In the list of countries that produced the most science in the world last year Brazil ranked 13th. The information was culled from the National Science Indicators, a statistical database on research and science that covers 180 different countries and measures scientific output in each one by the number of scientific articles published. In 2007, Brazil had ranked 15th.
Brazil produced 19,436 scientific articles in 2007 and 30,451 last year. The growth rate was 56%. After the increase, Brazil answered to 2.12% of scientific articles in the countries monitored by the database, according to the Brazilian government.
The countries topping the list are the United States, China, Germany, Japan, England, France, Canada, Italy, Spain, India, Australia and South Korea, in that order. Brazil comes next. After Brazil in the list come the Netherlands, in 14th, and Russia, in the 15th position.
According to the Brazilian minister of Education, Fernando Haddad, the expansion of the field in Brazil is due to the increase in budget of federal universities, the growth in number of Masters and PhD's in the country and the rise in number of scholarships granted by the Foundation for Improvement of Higher Education Students (Capes), among other factors.
Haddad claimed that should Brazilian scientific output maintain its growth pace, then the country may soon figure among the world's ten leading producers of scientific knowledge. The Capes is one of the main fosterers of research in Brazil.

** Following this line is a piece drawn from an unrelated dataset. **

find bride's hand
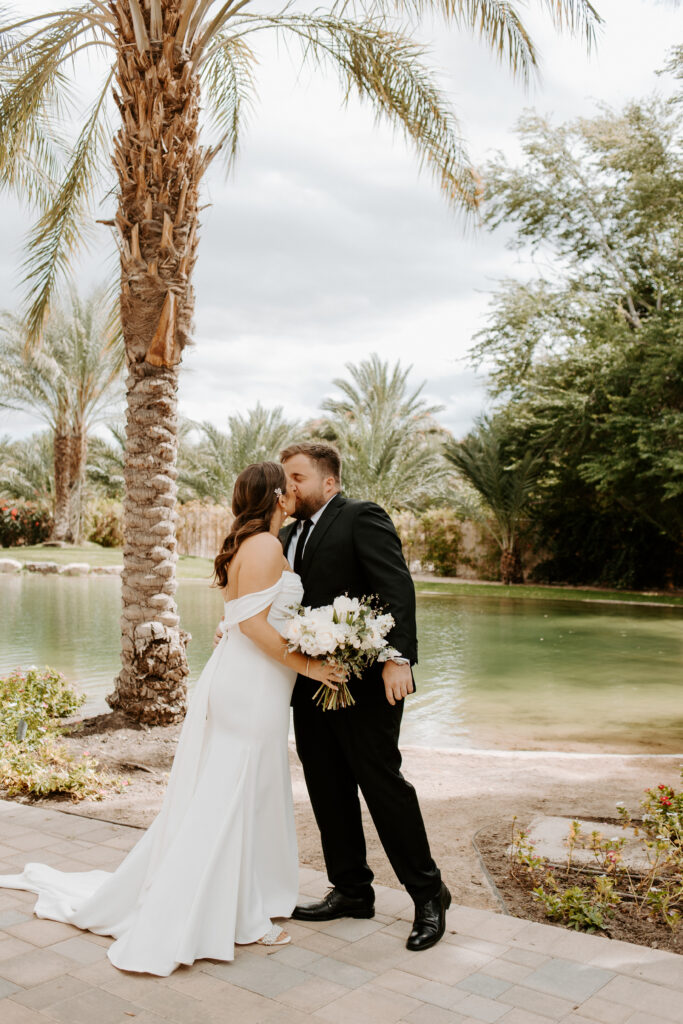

Established in 1951, the Capes – Coordenação de Aperfeiçoamento de Pessoal de Nível Superior – Coordination for the Improvement of Higher Education Personnel – operates as an arm of the Brazilian Ministry of Education and operates mainly in training to higher education and formation of Masters and PhD's. In 2007, Capes also started investing in the formation of teachers for infant, primary and secondary schools.